- Pitcher
- Born: April 8, 1967 (age 59) Florence, South Carolina, U.S.
- Batted: RightThrew: Right

MLB debut
- September 3, 1993, for the St. Louis Cardinals

Last MLB appearance
- July 15, 1997, for the San Diego Padres

MLB statistics
- Win–loss record: 5–1
- Earned run average: 5.03
- Strikeouts: 33

NPB statistics
- Win–loss record: 0–0
- Earned run average: 7.94
- Strikeouts: 2
- Stats at Baseball Reference

Teams
- St. Louis Cardinals (1993, 1996–1997); San Diego Padres (1997); Yakult Swallows (1999);

= Rich Batchelor =

American baseball player (born 1967)

Richard Anthony Batchelor (born April 8, 1967), is an American former professional baseball relief pitcher. He played in Major League Baseball (MLB) for the St. Louis Cardinals and San Diego Padres between 1993 and 1997. He also played in Nippon Professional Baseball (NPB) for the Yakult Swallows in 1999.

==Career==
Born in Florence, South Carolina, Batchelor played college baseball for the USC Aiken Pacers of his home state. Initially drafted by the Chicago White Sox in the 1988 MLB draft, he did not sign with the team. He was later selected by the New York Yankees in the 1989 MLB draft, and signed with them.

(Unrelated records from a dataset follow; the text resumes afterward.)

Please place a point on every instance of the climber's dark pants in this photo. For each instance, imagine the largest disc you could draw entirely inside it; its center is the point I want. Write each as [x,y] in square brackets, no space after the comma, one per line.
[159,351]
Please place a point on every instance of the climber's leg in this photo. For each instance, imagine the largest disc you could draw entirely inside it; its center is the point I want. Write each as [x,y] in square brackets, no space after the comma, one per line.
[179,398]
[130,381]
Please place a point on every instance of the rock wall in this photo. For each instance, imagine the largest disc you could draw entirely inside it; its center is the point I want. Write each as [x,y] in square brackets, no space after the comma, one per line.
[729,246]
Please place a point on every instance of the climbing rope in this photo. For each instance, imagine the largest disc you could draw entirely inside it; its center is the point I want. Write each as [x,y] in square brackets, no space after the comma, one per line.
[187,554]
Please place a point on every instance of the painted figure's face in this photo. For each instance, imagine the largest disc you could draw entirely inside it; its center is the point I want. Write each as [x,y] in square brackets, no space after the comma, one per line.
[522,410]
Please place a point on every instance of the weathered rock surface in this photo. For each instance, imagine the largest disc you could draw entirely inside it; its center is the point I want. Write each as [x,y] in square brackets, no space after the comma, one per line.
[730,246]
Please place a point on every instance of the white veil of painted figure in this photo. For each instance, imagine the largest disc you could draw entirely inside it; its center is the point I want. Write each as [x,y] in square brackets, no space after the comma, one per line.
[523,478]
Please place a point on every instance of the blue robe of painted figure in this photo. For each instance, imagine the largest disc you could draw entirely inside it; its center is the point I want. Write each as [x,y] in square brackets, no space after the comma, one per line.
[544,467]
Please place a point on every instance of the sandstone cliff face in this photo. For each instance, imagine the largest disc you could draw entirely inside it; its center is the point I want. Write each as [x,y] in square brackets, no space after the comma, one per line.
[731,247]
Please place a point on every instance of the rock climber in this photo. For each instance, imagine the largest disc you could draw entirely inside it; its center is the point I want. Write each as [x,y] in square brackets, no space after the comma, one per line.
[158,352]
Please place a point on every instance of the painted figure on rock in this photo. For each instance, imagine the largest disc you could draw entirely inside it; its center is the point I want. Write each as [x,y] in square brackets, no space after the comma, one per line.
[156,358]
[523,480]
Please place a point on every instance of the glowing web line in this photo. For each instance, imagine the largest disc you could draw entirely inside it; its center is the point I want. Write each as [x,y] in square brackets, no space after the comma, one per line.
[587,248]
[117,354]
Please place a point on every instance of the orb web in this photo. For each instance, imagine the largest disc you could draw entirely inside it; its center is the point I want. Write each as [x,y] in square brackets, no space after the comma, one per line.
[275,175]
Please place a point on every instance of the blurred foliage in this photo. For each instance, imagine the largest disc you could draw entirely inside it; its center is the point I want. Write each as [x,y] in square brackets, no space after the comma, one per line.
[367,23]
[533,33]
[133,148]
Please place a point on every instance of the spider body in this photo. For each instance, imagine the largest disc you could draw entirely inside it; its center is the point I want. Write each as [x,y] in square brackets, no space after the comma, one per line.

Batchelor began his professional career in 1990, with the Single–A Greensboro Hornets. He advanced through the Yankees' farm system, first reaching the Triple–A level in 1993 with the Columbus Clippers. That season, at the end of August, Batchelor was traded to the St. Louis Cardinals for reliever Lee Smith.

Batchelor made his MLB debut with the Cardinals on September 3, 1993. He pitched in nine games with the team through the end of the season, striking out four batters in 10 innings pitched while compiling an 8.10 earned run average (ERA).

During the 1994 and 1995 seasons, Batchelor pitched exclusively for the Louisville Redbirds, the Cardinals' Triple–A affiliate. He returned to the Redbirds in 1996, while also appearing in 11 games with St. Louis, registering a 1.20 ERA while striking out 11 batters in 15 innings of major-league pitching. Batchelor initially split time in 1997 between Louisville and St. Louis, including 10 games for the Cardinals with a 4.50 ERA. In mid-June, Batchelor was part of a multi-player trade that sent him to the San Diego Padres.

Batchelor spent the remainder of the 1997 season with the Padres and their Triple–A farm team, the Las Vegas Stars. With the Padres, he appeared in 13 games with a 7.82 ERA. Overall in MLB during 1997, Batchelor struck out 18 batters in 28 2/3 innings, and had a combined 5.97 ERA. After the season, he was released by the Padres and signed with the Cleveland Indians. He spent the 1998 season with the Indians' Triple-A team, the Buffalo Bisons.

In 1999, Batchelor played for Triple–A Tucson Sidewinders, an affiliate of the Arizona Diamondbacks, and the Yakult Swallows of Nippon Professional Baseball (NPB). He had a 7.94 ERA with the Swallows, appearing in seven games. Batchelor's final professional season was 2000, when he played eight games for the Yankees' Class A-Advanced farm team, the Tampa Yankees, recording a 5.87 ERA.

Overall, Batchelor played in 43 MLB games, recording a 5–1 win–loss record with 5.03 ERA, and 463 minor league games, recording a 30–38 record with 3.44 ERA.